# crabmeat and sweetcorn soup - takeaway style



## longxia (May 23, 2005)

i have been trying to recreate crabmeat and sweetcorn soup - takeaway style

i have been playing around with various recipes and still cant perfect that exact taste. i guess they would use - seafood stock, chicken stock, creamed corn, egg whites, msg and some corn starch.
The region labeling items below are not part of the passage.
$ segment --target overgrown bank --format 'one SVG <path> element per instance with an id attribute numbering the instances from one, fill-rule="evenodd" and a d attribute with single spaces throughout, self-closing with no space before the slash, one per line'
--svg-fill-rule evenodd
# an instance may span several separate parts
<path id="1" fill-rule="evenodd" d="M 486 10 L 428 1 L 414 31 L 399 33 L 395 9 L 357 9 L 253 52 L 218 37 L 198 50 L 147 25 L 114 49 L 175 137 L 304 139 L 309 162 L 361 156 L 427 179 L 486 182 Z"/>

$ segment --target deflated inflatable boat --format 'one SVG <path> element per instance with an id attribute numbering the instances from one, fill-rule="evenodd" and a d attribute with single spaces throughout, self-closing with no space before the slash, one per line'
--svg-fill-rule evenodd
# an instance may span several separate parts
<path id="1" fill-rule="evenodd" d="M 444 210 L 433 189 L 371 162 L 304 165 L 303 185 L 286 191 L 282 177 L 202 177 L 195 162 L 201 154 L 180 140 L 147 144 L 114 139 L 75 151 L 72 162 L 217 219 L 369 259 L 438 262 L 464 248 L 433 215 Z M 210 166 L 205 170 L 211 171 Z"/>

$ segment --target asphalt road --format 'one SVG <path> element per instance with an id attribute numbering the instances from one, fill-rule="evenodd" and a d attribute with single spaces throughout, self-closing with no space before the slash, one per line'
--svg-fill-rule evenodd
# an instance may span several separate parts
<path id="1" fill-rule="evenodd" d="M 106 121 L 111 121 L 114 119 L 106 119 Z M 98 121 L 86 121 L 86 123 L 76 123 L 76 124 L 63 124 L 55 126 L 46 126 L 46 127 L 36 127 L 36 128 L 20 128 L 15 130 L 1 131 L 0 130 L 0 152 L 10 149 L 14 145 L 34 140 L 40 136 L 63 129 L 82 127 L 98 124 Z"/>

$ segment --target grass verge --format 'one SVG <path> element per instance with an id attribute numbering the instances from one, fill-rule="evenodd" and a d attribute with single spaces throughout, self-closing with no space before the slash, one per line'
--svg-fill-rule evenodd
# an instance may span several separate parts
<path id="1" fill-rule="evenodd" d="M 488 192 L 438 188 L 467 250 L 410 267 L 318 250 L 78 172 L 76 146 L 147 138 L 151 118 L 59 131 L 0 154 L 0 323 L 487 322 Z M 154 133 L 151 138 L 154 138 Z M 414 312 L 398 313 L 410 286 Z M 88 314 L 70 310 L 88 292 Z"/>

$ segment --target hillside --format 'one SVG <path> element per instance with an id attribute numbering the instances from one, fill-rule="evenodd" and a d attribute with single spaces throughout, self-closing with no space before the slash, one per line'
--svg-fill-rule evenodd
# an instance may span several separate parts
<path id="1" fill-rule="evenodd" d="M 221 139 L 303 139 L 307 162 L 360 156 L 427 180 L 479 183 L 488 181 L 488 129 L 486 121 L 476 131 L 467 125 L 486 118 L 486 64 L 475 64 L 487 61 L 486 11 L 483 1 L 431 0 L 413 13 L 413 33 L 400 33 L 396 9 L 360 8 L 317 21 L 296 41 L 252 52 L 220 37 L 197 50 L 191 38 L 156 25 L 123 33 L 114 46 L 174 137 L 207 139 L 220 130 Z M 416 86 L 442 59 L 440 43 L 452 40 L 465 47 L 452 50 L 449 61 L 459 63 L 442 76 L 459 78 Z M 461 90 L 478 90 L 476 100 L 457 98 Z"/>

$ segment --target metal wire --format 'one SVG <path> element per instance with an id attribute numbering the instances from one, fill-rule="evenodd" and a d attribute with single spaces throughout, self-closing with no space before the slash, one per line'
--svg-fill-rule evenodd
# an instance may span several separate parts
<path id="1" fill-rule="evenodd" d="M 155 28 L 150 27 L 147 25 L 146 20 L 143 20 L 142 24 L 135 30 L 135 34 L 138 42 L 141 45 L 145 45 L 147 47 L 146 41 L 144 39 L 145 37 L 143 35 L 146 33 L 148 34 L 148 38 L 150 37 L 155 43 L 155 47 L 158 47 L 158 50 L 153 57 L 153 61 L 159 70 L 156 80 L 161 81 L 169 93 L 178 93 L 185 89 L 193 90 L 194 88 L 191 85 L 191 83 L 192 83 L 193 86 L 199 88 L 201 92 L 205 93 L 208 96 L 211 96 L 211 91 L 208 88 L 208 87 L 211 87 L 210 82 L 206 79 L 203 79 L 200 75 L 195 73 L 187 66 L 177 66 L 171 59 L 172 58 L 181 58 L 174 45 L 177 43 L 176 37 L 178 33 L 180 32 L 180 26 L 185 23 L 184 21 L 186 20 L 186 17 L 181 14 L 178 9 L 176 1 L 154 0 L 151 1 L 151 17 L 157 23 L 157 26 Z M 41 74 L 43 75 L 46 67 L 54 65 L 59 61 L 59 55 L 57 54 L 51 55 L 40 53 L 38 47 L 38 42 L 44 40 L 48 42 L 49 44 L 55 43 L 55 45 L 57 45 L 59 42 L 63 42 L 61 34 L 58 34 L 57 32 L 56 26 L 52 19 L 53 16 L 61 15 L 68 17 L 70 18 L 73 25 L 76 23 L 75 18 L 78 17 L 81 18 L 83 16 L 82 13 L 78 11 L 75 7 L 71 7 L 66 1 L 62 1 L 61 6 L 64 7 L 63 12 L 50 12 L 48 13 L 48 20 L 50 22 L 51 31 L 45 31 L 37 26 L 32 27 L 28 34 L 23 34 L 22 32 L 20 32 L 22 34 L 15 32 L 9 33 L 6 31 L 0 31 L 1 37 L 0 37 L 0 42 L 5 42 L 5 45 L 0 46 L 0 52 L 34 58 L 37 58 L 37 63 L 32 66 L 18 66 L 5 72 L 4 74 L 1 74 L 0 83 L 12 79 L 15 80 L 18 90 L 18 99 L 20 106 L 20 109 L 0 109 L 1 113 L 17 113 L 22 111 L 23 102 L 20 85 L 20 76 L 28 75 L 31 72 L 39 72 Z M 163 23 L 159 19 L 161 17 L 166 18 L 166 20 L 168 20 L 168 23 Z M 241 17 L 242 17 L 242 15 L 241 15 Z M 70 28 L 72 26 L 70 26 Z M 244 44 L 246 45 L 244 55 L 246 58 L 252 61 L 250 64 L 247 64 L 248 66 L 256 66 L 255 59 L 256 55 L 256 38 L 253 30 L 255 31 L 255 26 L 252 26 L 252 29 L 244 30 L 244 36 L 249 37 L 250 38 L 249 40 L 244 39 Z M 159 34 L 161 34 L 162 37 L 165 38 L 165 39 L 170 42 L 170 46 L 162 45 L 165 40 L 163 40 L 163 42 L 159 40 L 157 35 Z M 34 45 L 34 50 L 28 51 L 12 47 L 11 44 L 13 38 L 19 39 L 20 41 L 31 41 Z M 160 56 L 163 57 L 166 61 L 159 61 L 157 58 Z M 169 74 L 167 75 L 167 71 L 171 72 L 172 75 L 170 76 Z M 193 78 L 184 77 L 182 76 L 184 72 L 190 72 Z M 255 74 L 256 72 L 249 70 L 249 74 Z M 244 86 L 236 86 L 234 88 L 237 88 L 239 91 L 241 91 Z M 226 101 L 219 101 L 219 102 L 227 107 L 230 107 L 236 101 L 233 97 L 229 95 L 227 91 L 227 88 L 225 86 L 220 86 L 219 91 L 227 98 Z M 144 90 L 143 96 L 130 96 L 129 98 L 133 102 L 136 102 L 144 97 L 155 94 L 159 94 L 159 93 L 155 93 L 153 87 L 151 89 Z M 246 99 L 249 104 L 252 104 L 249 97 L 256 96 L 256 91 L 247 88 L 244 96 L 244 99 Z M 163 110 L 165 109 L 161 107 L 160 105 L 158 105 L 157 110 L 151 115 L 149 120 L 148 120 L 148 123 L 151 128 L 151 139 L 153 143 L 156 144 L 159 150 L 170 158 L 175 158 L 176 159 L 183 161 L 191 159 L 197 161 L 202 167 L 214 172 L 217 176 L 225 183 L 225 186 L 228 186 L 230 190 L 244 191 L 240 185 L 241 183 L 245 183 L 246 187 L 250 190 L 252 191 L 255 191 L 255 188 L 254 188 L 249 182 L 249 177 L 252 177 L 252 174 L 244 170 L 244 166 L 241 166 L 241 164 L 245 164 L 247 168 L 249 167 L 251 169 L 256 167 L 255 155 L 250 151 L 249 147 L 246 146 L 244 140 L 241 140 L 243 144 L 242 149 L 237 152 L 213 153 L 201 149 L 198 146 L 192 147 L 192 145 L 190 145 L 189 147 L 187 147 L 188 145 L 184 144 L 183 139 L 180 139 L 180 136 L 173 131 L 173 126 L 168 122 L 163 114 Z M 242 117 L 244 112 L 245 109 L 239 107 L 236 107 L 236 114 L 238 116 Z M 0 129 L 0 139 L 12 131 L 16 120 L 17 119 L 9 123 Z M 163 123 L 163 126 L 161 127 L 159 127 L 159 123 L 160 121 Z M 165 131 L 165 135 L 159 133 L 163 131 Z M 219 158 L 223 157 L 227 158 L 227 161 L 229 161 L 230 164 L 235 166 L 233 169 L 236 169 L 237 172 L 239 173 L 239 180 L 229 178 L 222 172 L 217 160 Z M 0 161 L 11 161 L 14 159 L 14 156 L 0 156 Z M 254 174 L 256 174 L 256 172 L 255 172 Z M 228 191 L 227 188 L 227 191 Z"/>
would anyone have an exact recipe for this....


----------



## mickey (Sep 16, 2005)

dude here is a sweet recipe triple chcocolate cake
:chef:


----------



## mangilao30 (Apr 14, 2005)

My mom used to make this and I love it.

This is what she taught me:

chicken stock
crab meat
cream of corn
thinly sliced scallions
chili oil
sesame oil
chopped cilantro
egg whites
white pepper
corn starch

1. Get some good chicken broth, since you are not cooking the soup for long, the stock needs to be really great.
2. Add creamed corn, (when I was a kid there was no fresh corn) if you can use fresh sweet corn it will taste better.
3. Heat stock to a light boil, add crab meat, heat gently and then add the beated egg whites, no not boil. Let the egg whites cook gently into ribbons.
4. If you want a thicker soup, you can add a cornstarch slurry but I don't like it.
5. Garnish with cilantro, green onions, white pepper, drops of sesame oil and chili oil.
6. Enjoy!


----------